Magazine / People

Geographer spreads the word about Colorado wines

Kyle Schacter pours wine at a tasting

Alumnus Kyle Schlacter, a promoter of Colorado wines, pours for DU geography professors at a wine tasting on campus in March. Photo: Wayne Armstrong

Kyle Schlachter (BS environmental science ’03) turned his passion for dirt into a love of wine. The geography PhD student studies and markets the Colorado wine industry for a living.

Schlachter began writing his dissertation on lake sediment and fire reconstruction but became distracted by his developing interest in wine.

So he switched gears, turning his hobby into a career.

“Everyone talks about eating local, but nobody really talks about drinking local. I knew that Colorado had a good wine industry that not a lot of people knew about. I wanted to get into that,” Schlachter says.

His new research topic focuses on how the Colorado wine industry uses geography to market its wines.

Schlachter is a certified specialist of wine through the Society of Wine Educators and wants to teach a university-level geography of wine class. He has a syllabus ready to go in case the opportunity presents itself.

Currently, he is the research and outreach coordinator for the Colorado Wine Industry Development Board — a subset of the state department of agriculture — which funds research, informs the public and markets Colorado wines.

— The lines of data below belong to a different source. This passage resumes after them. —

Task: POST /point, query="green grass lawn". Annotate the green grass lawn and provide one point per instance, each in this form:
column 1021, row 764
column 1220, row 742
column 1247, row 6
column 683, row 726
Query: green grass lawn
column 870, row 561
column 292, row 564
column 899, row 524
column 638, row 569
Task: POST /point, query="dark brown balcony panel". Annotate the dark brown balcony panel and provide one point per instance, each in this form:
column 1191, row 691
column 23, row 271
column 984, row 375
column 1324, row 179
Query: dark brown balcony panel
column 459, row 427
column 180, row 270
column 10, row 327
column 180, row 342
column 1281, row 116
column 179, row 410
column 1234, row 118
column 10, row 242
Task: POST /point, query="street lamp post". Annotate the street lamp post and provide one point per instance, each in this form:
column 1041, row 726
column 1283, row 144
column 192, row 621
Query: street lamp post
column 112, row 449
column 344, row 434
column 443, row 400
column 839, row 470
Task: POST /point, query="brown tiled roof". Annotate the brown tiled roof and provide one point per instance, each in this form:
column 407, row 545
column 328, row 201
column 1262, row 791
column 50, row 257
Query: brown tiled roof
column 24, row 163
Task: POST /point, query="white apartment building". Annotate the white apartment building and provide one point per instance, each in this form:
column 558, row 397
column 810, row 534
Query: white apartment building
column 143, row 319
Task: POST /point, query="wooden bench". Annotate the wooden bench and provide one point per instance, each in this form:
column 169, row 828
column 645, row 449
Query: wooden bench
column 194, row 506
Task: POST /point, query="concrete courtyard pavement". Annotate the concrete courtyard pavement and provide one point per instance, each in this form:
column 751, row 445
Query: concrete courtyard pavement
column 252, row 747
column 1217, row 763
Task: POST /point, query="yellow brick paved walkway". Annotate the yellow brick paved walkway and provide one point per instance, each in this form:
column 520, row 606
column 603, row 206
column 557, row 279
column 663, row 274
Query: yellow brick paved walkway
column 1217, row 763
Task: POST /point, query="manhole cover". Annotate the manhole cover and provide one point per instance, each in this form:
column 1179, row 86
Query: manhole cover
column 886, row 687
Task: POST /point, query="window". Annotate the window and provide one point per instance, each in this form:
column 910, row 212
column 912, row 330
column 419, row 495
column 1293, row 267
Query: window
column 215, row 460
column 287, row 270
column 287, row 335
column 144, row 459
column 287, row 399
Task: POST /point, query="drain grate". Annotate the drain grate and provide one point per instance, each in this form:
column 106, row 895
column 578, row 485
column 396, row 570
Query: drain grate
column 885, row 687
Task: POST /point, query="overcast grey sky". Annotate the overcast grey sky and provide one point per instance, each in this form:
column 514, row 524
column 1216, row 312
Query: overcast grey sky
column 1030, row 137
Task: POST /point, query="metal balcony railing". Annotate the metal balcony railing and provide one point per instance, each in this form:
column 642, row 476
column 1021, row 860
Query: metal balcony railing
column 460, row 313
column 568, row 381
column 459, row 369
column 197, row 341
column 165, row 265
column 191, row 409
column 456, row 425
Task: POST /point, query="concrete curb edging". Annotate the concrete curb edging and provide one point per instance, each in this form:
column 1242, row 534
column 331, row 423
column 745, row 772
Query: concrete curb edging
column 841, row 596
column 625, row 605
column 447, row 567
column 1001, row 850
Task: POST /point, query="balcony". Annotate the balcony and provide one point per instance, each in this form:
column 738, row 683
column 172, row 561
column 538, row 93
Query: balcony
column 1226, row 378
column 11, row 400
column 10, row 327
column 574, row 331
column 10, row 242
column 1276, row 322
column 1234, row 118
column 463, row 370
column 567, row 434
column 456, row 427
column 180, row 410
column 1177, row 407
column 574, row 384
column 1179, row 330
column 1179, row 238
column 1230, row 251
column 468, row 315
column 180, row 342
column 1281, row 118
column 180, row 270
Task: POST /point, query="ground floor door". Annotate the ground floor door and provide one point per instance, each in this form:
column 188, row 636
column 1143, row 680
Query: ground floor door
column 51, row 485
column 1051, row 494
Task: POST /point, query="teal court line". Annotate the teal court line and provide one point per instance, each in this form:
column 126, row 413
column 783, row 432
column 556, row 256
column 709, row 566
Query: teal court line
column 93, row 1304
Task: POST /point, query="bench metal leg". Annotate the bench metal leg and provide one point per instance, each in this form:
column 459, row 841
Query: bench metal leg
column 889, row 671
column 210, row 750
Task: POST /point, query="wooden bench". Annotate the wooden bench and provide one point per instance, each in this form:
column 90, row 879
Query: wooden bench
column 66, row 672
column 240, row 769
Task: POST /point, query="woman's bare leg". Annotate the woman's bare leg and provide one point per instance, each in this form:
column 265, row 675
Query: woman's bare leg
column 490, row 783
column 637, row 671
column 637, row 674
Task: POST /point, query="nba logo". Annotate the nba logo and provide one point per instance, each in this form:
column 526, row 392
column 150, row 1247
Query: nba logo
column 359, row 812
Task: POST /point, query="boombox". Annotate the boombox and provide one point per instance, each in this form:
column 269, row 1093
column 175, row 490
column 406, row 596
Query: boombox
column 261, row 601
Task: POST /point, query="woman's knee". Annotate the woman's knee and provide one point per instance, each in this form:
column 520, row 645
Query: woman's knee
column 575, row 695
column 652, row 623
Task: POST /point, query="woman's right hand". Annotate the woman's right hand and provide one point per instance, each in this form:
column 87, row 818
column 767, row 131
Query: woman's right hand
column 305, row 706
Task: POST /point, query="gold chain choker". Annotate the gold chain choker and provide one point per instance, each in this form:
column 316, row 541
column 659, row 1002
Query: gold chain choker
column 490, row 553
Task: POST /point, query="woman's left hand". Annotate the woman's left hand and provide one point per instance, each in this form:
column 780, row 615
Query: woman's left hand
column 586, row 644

Through his research and work, Schlachter discovered that the biggest misconceptions about Colorado wines are that the state’s climate is too cold to grow grapes and that the wines are of poor quality and overly sweet. In reality, he says, the dichotomy of hot summer days and cool evenings gives grapes really good flavor, producing high-quality merlots, cabernet francs, Rieslings and other varietals. Many people prefer Colorado wines to expensive French and Italian wines in his quarterly blind tastings, Schlachter says.

Colorado is home to nearly 100 boutique wineries across the state, but 85–90 percent of the grapes grow in the Grand Valley near Palisade and Grand Junction due to the region’s ideal climate.

In addition to his other endeavors, Schlachter enjoys writing his wine blog, Colorado Wine Press, and likes that his work combines the human and environmental aspects of science.

“I went from more of a physical scientist to a cultural scientist, which I never thought I would,” he says. “It’s a lot more interesting to tell people I study wine rather than lake mud — although it was fun to say I was a paleolimnologist.”